While the rest of the group went to a restaurant near the Lyab-i Hauz, Kim led me through the market, weaving between silk scarves and imitation designer handbags, dodging women with heads bowed under teetering trays of pumpkin-stuffed samsas (the Central Asian version of samosas) and plastic bags of popcorn.
I admired a woman’s coin-fringed scarf, worn around her face, and asked, in halting Russian (still the lingua franca here), where I could find one like it.
She snapped her fingers and spoke in a rapid mixture of Russian and Uzbek. There was no mistaking her meaning: come.
Two minutes later, we were standing in front of a corrugated tin stall with coin-jangling silks arched under the ceiling. I asked Kim if she worked there. “No,” he said. “She just wanted to help you, that’s all.”
In Bukhara’s historic centre, the tourist part of the city, commerce underpins social interaction. But here, a few minutes’ walk from the medieval madrassas, the dynamic gave way to gleeful anarchy. Unencumbered by the eerie formality of the tourist trade, the market atmosphere was less Eastern bazaar and more Russian bazroba – a market that's brash, messy and surprisingly hospitable.
Outside a restaurant in the heart of the bazaar – where the smell of simmering lamb pilaf enticed us to come dine inside – an Uzbek family carrying an enormous cardboard box of imitation Ray-Bans stopped me. They informed me that I was the first American they’d ever met (they’d seen plenty on TV, of course) and insisted that I take a pair of sunglasses as a gift. I tried to refuse politely, but failed.
Experiencing the duality of Uzbekistan continued throughout my trip. In the mornings, I’d explore the Silk Road with the rest of the group, visiting not only Bukhara but also other Uzbek cities such as ancient Samarkand.
Here, I’d take photos of the Registan, the magnificent central square of old Samarkand, each gargantuan building restored with modern blue mosaics so complete that it was impossible to tell where the past ended and the present began. I’d visit the observatory of Ulug Bey, where one of the Islamic world’s most famous scientists created one of the greatest star catalogues in intellectual history using a 35-metre sextant – designed to measure the positions of stars – in lieu of a telescope. I’d eat honey-drenched baklava and drink cardamom coffee in tea houses while sitting on over-piled and moth-eaten carpets.
Then Kim would signal, and we would enter into the other country.

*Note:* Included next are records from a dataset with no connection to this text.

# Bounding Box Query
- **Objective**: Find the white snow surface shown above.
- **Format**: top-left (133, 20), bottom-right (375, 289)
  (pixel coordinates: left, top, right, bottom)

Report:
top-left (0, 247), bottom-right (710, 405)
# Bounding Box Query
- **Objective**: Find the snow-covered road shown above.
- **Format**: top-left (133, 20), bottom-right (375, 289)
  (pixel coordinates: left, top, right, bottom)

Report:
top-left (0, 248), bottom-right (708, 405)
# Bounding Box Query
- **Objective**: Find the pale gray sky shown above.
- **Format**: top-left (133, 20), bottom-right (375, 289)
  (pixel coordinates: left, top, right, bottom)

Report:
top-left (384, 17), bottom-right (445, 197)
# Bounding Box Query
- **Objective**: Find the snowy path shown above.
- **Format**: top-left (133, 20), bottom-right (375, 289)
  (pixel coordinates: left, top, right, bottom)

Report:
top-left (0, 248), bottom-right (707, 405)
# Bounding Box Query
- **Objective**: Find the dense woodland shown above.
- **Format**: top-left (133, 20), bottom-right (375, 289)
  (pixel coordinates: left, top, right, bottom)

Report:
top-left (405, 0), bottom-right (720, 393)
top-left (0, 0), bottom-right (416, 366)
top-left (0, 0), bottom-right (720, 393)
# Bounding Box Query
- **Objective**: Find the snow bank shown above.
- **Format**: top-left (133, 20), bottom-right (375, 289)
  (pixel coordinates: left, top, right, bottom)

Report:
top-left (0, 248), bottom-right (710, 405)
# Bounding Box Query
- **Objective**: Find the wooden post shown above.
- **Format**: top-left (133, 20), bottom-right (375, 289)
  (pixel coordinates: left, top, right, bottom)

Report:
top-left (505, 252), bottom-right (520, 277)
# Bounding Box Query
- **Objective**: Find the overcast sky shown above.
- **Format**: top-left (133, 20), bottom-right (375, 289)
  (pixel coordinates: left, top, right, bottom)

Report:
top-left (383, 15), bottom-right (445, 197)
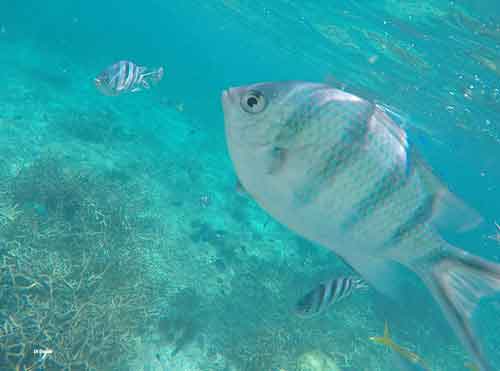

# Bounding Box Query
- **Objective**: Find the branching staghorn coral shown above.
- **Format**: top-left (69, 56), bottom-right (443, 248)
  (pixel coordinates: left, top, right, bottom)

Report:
top-left (0, 158), bottom-right (161, 371)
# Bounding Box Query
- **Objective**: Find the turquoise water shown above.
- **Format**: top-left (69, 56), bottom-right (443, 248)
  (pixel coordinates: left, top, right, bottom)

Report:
top-left (0, 0), bottom-right (500, 371)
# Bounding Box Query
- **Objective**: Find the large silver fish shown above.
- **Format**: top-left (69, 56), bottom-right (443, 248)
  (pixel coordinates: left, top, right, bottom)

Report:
top-left (222, 82), bottom-right (500, 371)
top-left (94, 61), bottom-right (163, 95)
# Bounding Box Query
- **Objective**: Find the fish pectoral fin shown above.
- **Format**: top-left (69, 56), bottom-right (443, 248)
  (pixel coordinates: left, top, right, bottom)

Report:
top-left (416, 160), bottom-right (483, 232)
top-left (418, 246), bottom-right (500, 371)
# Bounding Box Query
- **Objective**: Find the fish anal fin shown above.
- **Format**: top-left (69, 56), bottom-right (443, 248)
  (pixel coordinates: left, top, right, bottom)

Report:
top-left (416, 159), bottom-right (483, 232)
top-left (419, 246), bottom-right (500, 371)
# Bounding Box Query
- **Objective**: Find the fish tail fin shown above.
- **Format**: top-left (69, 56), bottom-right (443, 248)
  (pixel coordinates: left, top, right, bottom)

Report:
top-left (417, 246), bottom-right (500, 371)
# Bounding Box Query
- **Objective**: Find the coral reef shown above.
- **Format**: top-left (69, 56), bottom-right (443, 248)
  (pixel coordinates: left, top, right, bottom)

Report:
top-left (297, 350), bottom-right (340, 371)
top-left (0, 156), bottom-right (160, 371)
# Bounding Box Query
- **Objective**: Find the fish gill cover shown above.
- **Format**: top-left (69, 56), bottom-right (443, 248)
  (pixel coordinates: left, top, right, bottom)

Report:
top-left (0, 0), bottom-right (500, 371)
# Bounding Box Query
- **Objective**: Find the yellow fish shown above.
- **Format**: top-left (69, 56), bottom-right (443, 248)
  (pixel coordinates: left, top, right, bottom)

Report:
top-left (369, 321), bottom-right (430, 371)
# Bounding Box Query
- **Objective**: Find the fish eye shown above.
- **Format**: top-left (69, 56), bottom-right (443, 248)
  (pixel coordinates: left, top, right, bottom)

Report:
top-left (240, 90), bottom-right (267, 113)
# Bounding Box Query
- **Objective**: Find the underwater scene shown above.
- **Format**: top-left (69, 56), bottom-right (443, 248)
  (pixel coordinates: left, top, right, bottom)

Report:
top-left (0, 0), bottom-right (500, 371)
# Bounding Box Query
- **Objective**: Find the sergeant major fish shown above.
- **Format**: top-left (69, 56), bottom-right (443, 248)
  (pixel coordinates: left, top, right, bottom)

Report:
top-left (295, 276), bottom-right (368, 318)
top-left (222, 81), bottom-right (500, 371)
top-left (94, 61), bottom-right (163, 95)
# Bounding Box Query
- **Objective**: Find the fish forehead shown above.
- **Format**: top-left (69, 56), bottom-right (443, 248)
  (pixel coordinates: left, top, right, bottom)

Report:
top-left (222, 81), bottom-right (372, 146)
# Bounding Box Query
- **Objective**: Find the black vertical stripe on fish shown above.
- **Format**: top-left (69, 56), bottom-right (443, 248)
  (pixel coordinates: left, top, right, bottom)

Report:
top-left (343, 159), bottom-right (413, 229)
top-left (384, 194), bottom-right (437, 246)
top-left (322, 280), bottom-right (336, 307)
top-left (116, 61), bottom-right (129, 90)
top-left (296, 277), bottom-right (366, 316)
top-left (266, 147), bottom-right (287, 174)
top-left (123, 62), bottom-right (137, 90)
top-left (296, 106), bottom-right (376, 203)
top-left (315, 284), bottom-right (327, 312)
top-left (275, 87), bottom-right (331, 146)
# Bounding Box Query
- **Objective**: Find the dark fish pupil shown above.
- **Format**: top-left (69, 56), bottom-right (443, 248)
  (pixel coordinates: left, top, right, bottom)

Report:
top-left (247, 97), bottom-right (259, 108)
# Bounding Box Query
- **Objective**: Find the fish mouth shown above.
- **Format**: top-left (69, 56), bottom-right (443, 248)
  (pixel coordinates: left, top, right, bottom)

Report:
top-left (221, 88), bottom-right (234, 114)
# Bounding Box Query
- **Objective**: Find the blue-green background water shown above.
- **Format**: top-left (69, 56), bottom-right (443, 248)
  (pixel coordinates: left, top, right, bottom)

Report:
top-left (0, 0), bottom-right (500, 371)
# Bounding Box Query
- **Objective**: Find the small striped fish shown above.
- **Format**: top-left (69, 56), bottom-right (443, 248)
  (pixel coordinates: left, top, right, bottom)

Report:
top-left (222, 81), bottom-right (500, 371)
top-left (94, 61), bottom-right (163, 95)
top-left (295, 276), bottom-right (368, 317)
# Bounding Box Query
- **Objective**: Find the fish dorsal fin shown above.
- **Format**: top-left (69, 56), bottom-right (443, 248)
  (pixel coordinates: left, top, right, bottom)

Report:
top-left (416, 159), bottom-right (483, 232)
top-left (384, 321), bottom-right (391, 341)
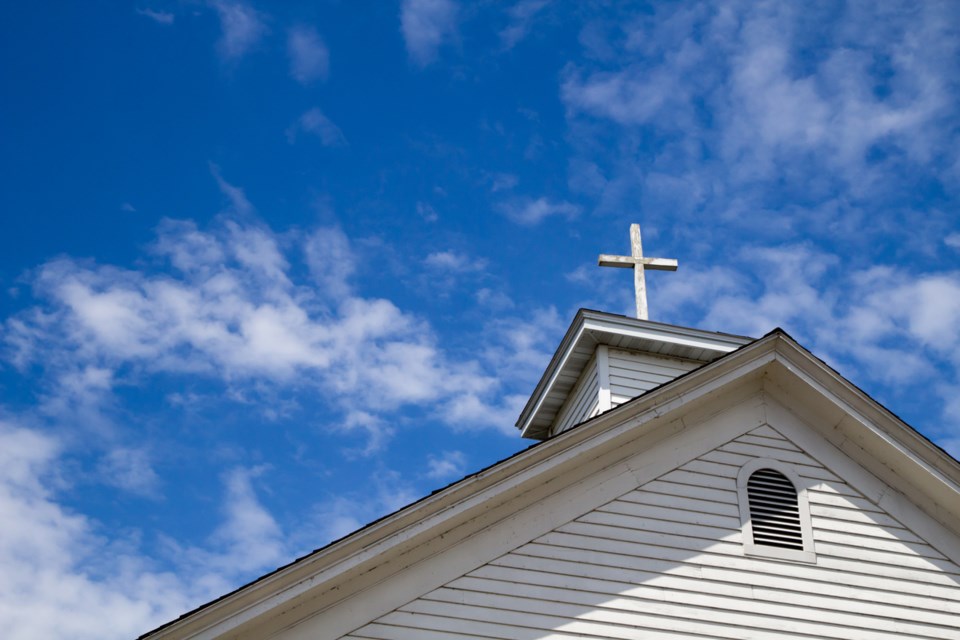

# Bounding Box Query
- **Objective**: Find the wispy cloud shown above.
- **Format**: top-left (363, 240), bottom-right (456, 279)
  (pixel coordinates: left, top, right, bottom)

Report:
top-left (497, 197), bottom-right (581, 226)
top-left (423, 251), bottom-right (487, 273)
top-left (561, 2), bottom-right (960, 221)
top-left (137, 9), bottom-right (175, 25)
top-left (287, 25), bottom-right (330, 85)
top-left (400, 0), bottom-right (459, 67)
top-left (0, 422), bottom-right (195, 640)
top-left (210, 0), bottom-right (269, 62)
top-left (4, 185), bottom-right (512, 430)
top-left (287, 107), bottom-right (347, 147)
top-left (426, 451), bottom-right (467, 480)
top-left (98, 447), bottom-right (160, 498)
top-left (210, 162), bottom-right (253, 216)
top-left (417, 200), bottom-right (440, 222)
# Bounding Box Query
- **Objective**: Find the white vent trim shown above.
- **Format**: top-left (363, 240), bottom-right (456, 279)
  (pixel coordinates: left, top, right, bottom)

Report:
top-left (737, 458), bottom-right (817, 562)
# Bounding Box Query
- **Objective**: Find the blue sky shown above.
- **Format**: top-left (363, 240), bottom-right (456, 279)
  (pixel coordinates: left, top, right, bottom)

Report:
top-left (0, 0), bottom-right (960, 639)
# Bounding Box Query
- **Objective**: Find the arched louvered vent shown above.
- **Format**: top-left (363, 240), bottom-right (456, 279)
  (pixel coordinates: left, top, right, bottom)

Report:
top-left (747, 469), bottom-right (803, 551)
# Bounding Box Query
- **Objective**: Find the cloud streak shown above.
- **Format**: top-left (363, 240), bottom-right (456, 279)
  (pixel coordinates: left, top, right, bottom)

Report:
top-left (287, 25), bottom-right (330, 85)
top-left (400, 0), bottom-right (459, 67)
top-left (210, 0), bottom-right (269, 62)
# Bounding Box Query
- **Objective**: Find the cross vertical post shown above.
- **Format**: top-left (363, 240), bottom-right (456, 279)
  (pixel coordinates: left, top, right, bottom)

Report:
top-left (598, 224), bottom-right (677, 320)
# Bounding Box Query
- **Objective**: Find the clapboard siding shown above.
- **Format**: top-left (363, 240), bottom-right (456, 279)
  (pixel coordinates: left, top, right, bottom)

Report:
top-left (609, 349), bottom-right (703, 406)
top-left (552, 357), bottom-right (600, 433)
top-left (347, 427), bottom-right (960, 640)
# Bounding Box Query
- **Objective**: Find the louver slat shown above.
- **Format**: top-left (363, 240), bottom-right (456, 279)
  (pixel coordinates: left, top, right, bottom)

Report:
top-left (747, 469), bottom-right (803, 551)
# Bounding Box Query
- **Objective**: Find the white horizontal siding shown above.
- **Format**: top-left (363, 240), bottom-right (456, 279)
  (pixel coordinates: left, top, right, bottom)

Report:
top-left (609, 349), bottom-right (703, 406)
top-left (550, 357), bottom-right (600, 435)
top-left (348, 427), bottom-right (960, 640)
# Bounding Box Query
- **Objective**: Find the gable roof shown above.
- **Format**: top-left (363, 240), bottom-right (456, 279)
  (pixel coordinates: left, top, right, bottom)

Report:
top-left (142, 329), bottom-right (960, 639)
top-left (516, 309), bottom-right (753, 440)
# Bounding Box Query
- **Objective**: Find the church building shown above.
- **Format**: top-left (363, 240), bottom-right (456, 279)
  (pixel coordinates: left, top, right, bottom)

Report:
top-left (143, 225), bottom-right (960, 640)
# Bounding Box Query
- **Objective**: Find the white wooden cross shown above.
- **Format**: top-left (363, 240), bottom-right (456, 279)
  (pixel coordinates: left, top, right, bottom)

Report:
top-left (599, 224), bottom-right (677, 320)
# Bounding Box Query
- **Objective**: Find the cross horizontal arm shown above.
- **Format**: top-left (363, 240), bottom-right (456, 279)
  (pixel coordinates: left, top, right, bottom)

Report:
top-left (597, 253), bottom-right (677, 271)
top-left (597, 253), bottom-right (637, 269)
top-left (642, 258), bottom-right (677, 271)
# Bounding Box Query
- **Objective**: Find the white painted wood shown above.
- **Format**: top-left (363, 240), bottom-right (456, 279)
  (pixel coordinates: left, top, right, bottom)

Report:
top-left (344, 423), bottom-right (960, 640)
top-left (597, 344), bottom-right (613, 413)
top-left (550, 352), bottom-right (600, 435)
top-left (597, 224), bottom-right (677, 320)
top-left (608, 349), bottom-right (702, 406)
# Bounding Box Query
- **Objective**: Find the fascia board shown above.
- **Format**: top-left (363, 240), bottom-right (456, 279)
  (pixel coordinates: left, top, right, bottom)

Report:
top-left (152, 330), bottom-right (774, 640)
top-left (515, 309), bottom-right (584, 438)
top-left (584, 312), bottom-right (753, 353)
top-left (516, 309), bottom-right (753, 438)
top-left (777, 339), bottom-right (960, 533)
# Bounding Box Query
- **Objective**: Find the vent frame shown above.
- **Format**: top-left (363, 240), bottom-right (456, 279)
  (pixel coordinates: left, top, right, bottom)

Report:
top-left (737, 458), bottom-right (817, 563)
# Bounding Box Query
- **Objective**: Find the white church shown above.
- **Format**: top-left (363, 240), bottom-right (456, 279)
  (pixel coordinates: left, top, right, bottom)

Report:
top-left (143, 226), bottom-right (960, 640)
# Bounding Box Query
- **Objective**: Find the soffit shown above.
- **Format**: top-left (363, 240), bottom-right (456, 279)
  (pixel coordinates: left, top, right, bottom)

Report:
top-left (516, 309), bottom-right (753, 439)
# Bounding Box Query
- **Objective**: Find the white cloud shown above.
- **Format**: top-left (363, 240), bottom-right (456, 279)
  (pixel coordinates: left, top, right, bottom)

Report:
top-left (98, 447), bottom-right (160, 498)
top-left (137, 9), bottom-right (174, 25)
top-left (498, 197), bottom-right (581, 226)
top-left (303, 227), bottom-right (357, 299)
top-left (210, 0), bottom-right (268, 62)
top-left (400, 0), bottom-right (458, 67)
top-left (287, 107), bottom-right (347, 147)
top-left (500, 0), bottom-right (550, 49)
top-left (0, 423), bottom-right (193, 640)
top-left (656, 245), bottom-right (960, 428)
top-left (426, 451), bottom-right (467, 480)
top-left (561, 2), bottom-right (960, 220)
top-left (4, 212), bottom-right (506, 428)
top-left (178, 467), bottom-right (290, 578)
top-left (490, 173), bottom-right (520, 193)
top-left (287, 25), bottom-right (330, 85)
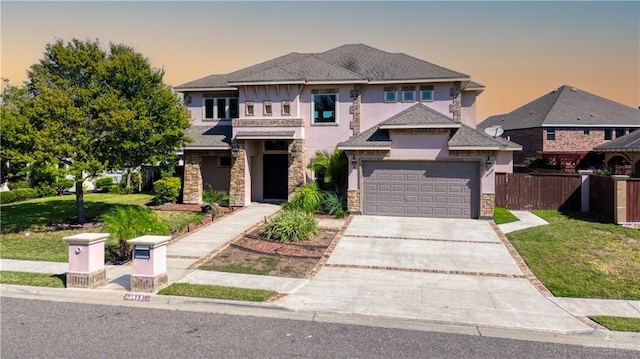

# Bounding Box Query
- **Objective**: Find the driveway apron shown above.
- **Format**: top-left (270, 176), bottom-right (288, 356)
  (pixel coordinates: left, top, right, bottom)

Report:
top-left (280, 216), bottom-right (593, 333)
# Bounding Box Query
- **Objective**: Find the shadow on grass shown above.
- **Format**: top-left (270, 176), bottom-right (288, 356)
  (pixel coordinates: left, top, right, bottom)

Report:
top-left (0, 197), bottom-right (141, 234)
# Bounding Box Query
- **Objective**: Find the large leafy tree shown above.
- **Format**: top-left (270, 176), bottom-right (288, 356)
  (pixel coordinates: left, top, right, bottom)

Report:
top-left (7, 39), bottom-right (190, 222)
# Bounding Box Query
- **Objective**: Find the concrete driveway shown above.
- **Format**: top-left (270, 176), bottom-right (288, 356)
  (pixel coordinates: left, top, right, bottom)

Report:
top-left (280, 216), bottom-right (592, 333)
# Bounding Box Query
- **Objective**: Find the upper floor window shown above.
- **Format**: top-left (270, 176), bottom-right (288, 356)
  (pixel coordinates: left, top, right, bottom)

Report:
top-left (244, 101), bottom-right (255, 116)
top-left (402, 86), bottom-right (416, 102)
top-left (282, 101), bottom-right (291, 116)
top-left (547, 128), bottom-right (556, 141)
top-left (203, 97), bottom-right (238, 120)
top-left (420, 85), bottom-right (434, 101)
top-left (262, 101), bottom-right (273, 116)
top-left (604, 128), bottom-right (613, 140)
top-left (311, 90), bottom-right (338, 123)
top-left (384, 87), bottom-right (398, 102)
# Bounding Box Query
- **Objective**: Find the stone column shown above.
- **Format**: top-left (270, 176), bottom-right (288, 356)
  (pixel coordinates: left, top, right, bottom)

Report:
top-left (449, 81), bottom-right (462, 122)
top-left (229, 148), bottom-right (247, 207)
top-left (480, 193), bottom-right (496, 219)
top-left (63, 233), bottom-right (109, 288)
top-left (349, 86), bottom-right (362, 136)
top-left (287, 139), bottom-right (307, 199)
top-left (127, 236), bottom-right (171, 293)
top-left (611, 175), bottom-right (629, 224)
top-left (347, 189), bottom-right (362, 214)
top-left (182, 151), bottom-right (202, 204)
top-left (578, 170), bottom-right (593, 212)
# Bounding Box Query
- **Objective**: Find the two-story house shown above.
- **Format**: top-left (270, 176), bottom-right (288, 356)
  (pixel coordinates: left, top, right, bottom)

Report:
top-left (478, 85), bottom-right (640, 172)
top-left (176, 44), bottom-right (520, 218)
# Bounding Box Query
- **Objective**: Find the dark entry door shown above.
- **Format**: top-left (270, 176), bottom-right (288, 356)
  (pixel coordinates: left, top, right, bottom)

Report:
top-left (262, 153), bottom-right (289, 199)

There, we would eat gargantuan horsemeat pilaf platters – garnished with hard-boiled eggs and sausage-stuffed quails – in working men’s halls in suburban Samarkand. We’d change money (the black market for the Uzbek som is enormous) down alleyways and in liquor shops in capital city Tashkent. We’d go to Soviet-style bars, downing shot after shot of what Uzbeks euphemistically call okchai, which translates as “white tea” but really means vodka. We’d order lagman noodles, thick with lamb fat and lightly spiced with peppers, and eat them on night trains. We would buy spices like dafne leaf – sumac so red it would stain our fingers – wrapped in old Russian newspapers.
This was not the idealised Uzbekistan President Islam Karimov – the controversial, authoritarian figure locals carefully refer to as “our first and last president” – wants tourists to see.
In this bleak but convivial Uzbekistan, we spent our last night of the tour at the Soviet-style Tashkent Shodlik Palace Hotel. After a look at the dimly lit, yellowing sauna that felt less like a spa and more like an abandoned warehouse, I ordered a bottle of the advertised “Uzbek Champagne” from the room service menu. However, the staff refused to bring it to me.
“Come downstairs instead,” said the receptionist. “We’re very busy.”
I met up with Kim. And there, in the hotel’s Hemingway Bar – named, like so many Hemingway bars, more for an alcoholic kinship with the author than any real connection – I ordered what seemed to be a surprisingly expensive shot of okchai for around 15,000 som.
The vodka came as a full bottle.
Kim grinned. “This is normal,” he said.
We raised our glasses, toasted in Russian and drank the whole thing.